Requirements Overview

This topic highlights the principal requirements to be aware of when planning and provisioning for an environment that includes all of Graph Studio platform components.

Cambridge Semantics recommends that you create separate development, staging, potentially user acceptance testing, and production environments. Separating environments is essential for promoting organized development, safeguarding data, and minimizing disruptions in data processing solutions.

The diagram below shows a high-level overview of the platform requirements. The table below the image describes the elements that are pictured and includes references to the detailed requirements for each component.

Component Details
Anzo Network For security, deploy the platform component instances in the same network and set up firewall rules to allow connections only to trusted data sources and services. For details about the ports that need to be opened for inbound and outbound connections over the network, see Firewall Requirements in Graph Studio Server Requirements.
User Account For integration between components and appropriate ownership of installation directories and shared files, it is important to use the same service user account when installing and running all of the platform software. For security, the account should not have root privileges. For specifics about the account requirements, see Platform Service User Account Requirements.
Graph Lakehouse Graph Lakehouse is a massively parallel processing (MPP) graph OLAP engine. To provide the highest performance possible, Graph Lakehouse stores all data and performs all analytic operations entirely in memory, making RAM the most important resource to consider when provisioning the host server or servers. Graph Lakehouse can be installed on a single server or on multiple servers in a cluster. In a cluster, you designate one server as the leader server and that is the server that connects to Graph Studio and to Elasticsearch if it is included in your platform. When loading data from databases and HTTP endpoints, the Graph Lakehouse servers also need to be able to connect directly to those sources.

The connection to Graph Studio is made on ports 5700 and 5600. 5700 is the gRPC port for all user-initiated SPARQL requests, and 5600 is the system management port for system-level requests like stopping or starting Graph Lakehouse from Graph Studio. For additional details on Graph Lakehouse requirements, see Graph Lakehouse Requirements.

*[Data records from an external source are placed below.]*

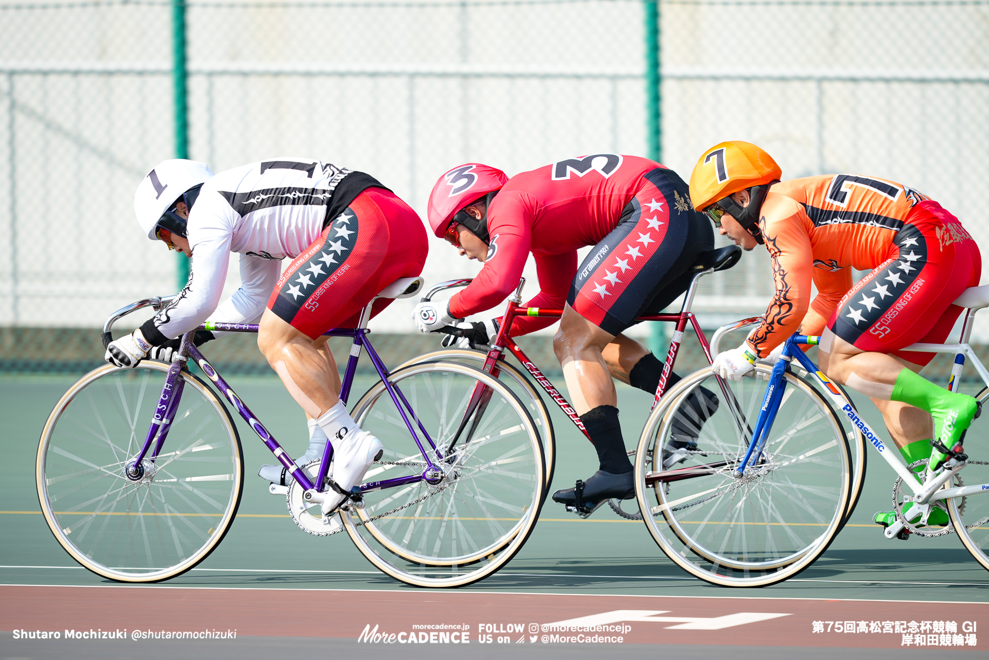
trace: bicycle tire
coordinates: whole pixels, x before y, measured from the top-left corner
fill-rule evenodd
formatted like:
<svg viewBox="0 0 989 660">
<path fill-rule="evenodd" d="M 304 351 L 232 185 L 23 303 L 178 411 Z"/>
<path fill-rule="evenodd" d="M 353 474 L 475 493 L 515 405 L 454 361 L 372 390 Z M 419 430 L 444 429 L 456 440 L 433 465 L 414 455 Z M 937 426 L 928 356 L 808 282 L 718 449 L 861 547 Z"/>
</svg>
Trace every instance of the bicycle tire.
<svg viewBox="0 0 989 660">
<path fill-rule="evenodd" d="M 488 353 L 481 350 L 467 348 L 442 348 L 428 353 L 417 355 L 399 365 L 399 369 L 406 367 L 416 362 L 464 362 L 474 366 L 484 364 L 488 359 Z M 477 367 L 481 368 L 481 367 Z M 510 388 L 512 393 L 526 406 L 532 421 L 539 430 L 539 435 L 543 440 L 543 453 L 546 456 L 546 493 L 549 494 L 550 484 L 553 483 L 553 475 L 556 472 L 556 434 L 553 430 L 553 420 L 550 412 L 543 403 L 539 391 L 532 385 L 525 372 L 508 363 L 507 360 L 498 360 L 497 368 L 502 373 L 508 374 L 509 378 L 517 384 L 517 388 Z M 524 395 L 524 396 L 523 396 Z"/>
<path fill-rule="evenodd" d="M 480 420 L 471 418 L 479 422 L 474 435 L 445 463 L 450 476 L 435 486 L 420 481 L 366 492 L 364 508 L 342 514 L 347 532 L 373 565 L 405 584 L 462 587 L 493 575 L 528 539 L 545 498 L 542 445 L 532 418 L 498 379 L 464 364 L 419 362 L 396 370 L 389 381 L 440 447 L 463 419 L 476 383 L 490 389 L 492 398 Z M 385 440 L 385 455 L 365 483 L 425 469 L 424 463 L 411 464 L 420 463 L 422 454 L 384 383 L 361 398 L 352 416 Z M 401 515 L 397 506 L 405 507 Z M 369 521 L 382 514 L 383 521 Z"/>
<path fill-rule="evenodd" d="M 702 384 L 720 391 L 710 369 L 677 383 L 640 437 L 636 498 L 640 511 L 653 513 L 643 520 L 667 556 L 711 584 L 763 587 L 791 578 L 827 549 L 844 524 L 852 480 L 845 431 L 815 388 L 793 374 L 786 374 L 786 381 L 764 461 L 748 468 L 744 478 L 733 473 L 763 401 L 764 387 L 755 378 L 725 381 L 738 407 L 722 392 L 718 410 L 700 424 L 698 450 L 681 468 L 694 470 L 693 478 L 646 485 L 647 471 L 662 470 L 662 448 L 674 418 L 683 419 L 678 408 L 685 397 Z"/>
<path fill-rule="evenodd" d="M 240 504 L 236 426 L 224 402 L 187 371 L 162 453 L 153 463 L 145 458 L 140 480 L 125 475 L 169 366 L 144 360 L 134 369 L 90 371 L 62 395 L 42 431 L 36 477 L 48 528 L 73 559 L 110 580 L 185 573 L 216 549 Z"/>
<path fill-rule="evenodd" d="M 983 446 L 986 432 L 989 431 L 989 416 L 986 415 L 986 400 L 989 399 L 989 388 L 983 388 L 975 395 L 982 404 L 982 416 L 972 421 L 972 425 L 965 432 L 965 453 L 968 454 L 968 465 L 952 478 L 950 486 L 974 486 L 989 484 L 989 452 Z M 974 439 L 974 442 L 970 440 Z M 974 450 L 973 450 L 974 449 Z M 978 461 L 975 463 L 973 461 Z M 947 516 L 951 526 L 961 540 L 961 544 L 971 553 L 982 568 L 989 570 L 989 494 L 979 493 L 947 501 Z"/>
<path fill-rule="evenodd" d="M 791 363 L 792 368 L 796 371 L 797 377 L 801 378 L 804 382 L 809 383 L 822 395 L 825 400 L 828 400 L 828 394 L 823 390 L 823 386 L 817 378 L 810 378 L 803 374 L 807 374 L 803 366 L 799 365 L 795 360 Z M 838 391 L 841 393 L 842 398 L 849 403 L 853 408 L 854 404 L 852 402 L 852 398 L 849 397 L 848 391 L 845 387 L 835 381 L 831 381 L 832 385 L 838 387 Z M 852 492 L 849 495 L 849 509 L 845 514 L 845 520 L 842 522 L 844 527 L 848 524 L 849 520 L 852 519 L 852 515 L 855 513 L 855 507 L 858 506 L 858 501 L 862 494 L 862 484 L 865 483 L 865 469 L 868 464 L 868 441 L 865 439 L 865 435 L 851 423 L 851 421 L 844 415 L 838 416 L 839 420 L 842 421 L 842 427 L 846 429 L 846 437 L 849 440 L 849 446 L 852 449 Z"/>
</svg>

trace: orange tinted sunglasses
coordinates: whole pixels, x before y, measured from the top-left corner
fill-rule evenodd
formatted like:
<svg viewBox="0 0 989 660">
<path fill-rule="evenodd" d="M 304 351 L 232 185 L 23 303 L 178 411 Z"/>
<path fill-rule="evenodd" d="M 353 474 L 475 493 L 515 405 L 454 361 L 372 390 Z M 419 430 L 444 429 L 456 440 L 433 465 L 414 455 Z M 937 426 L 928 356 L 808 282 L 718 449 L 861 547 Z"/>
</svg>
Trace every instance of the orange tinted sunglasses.
<svg viewBox="0 0 989 660">
<path fill-rule="evenodd" d="M 446 228 L 446 234 L 443 235 L 443 237 L 454 247 L 460 247 L 460 236 L 457 235 L 456 228 L 457 223 L 450 223 L 450 226 Z"/>
<path fill-rule="evenodd" d="M 168 249 L 175 249 L 175 245 L 172 244 L 172 233 L 163 227 L 159 227 L 154 231 L 154 236 L 158 236 L 161 240 L 165 241 L 168 245 Z"/>
</svg>

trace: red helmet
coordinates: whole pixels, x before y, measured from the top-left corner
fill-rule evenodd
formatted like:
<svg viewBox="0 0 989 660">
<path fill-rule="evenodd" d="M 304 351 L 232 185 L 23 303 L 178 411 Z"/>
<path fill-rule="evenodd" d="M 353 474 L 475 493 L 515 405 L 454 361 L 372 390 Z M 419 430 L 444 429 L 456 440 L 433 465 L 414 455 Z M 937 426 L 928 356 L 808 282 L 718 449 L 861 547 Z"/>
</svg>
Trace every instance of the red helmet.
<svg viewBox="0 0 989 660">
<path fill-rule="evenodd" d="M 433 234 L 442 237 L 457 213 L 488 193 L 500 189 L 507 180 L 507 175 L 500 169 L 478 162 L 454 167 L 439 177 L 429 193 L 429 205 L 426 207 L 426 217 Z"/>
</svg>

Elasticsearch Elasticsearch is a required component when using the Distributed Unstructured (DU) component. DU uses the Elasticsearch engine to build an index for each unstructured pipeline and for running text searches on the knowledge graph after it is created. Elasticsearch is optional for use without DU. It can also be used with structured sources to generate an index for data layers in graphmarts (see Creating an Elasticsearch Index from a Graphmart for more information). Elasticsearch connects to Graph Studio, the DU worker nodes, and the Graph Lakehouse leader node on ports 9200-9300. For more details on the Elasticsearch requirements, see Elasticsearch Requirements.
Distributed Unstructured The Distributed Unstructured (DU) component is required to be deployed in order to process and transform unstructured data. The DU cluster consists of one leader instance and one or more worker instances. The leader instance is a lightweight program that is typically installed on the Graph Studio host server. The worker instances require significantly more resources, CPU in particular, to process unstructured documents in parallel. Therefore, they are typically installed on dedicated servers. The worker instances communicate with the leader instance on port 2551 by default. For more details on the DU requirements, see Distributed Unstructured Requirements.
NFS Though Graph Studio can connect to and read files from various types of long-term storage systems, it is critical to deploy a file system that consistently offers good read and write support and can be shared by all of the components in the platform. Cambridge Semantics strongly recommends that you deploy an NFS and mount it in the same location on all component host servers. For details on the requirements, see Platform Shared File Storage Requirements.
Anzo Server The Graph Studio Server is the administrative layer that organizes and provides access control over all of the platform assets. It connects data sources and components and provides the Graph Studio application, Administration, and Hi-Res Analytics user interfaces as well as APIs and endpoints for accessing data from third-party applications. For more details about the requirements, see Graph Studio Server Requirements.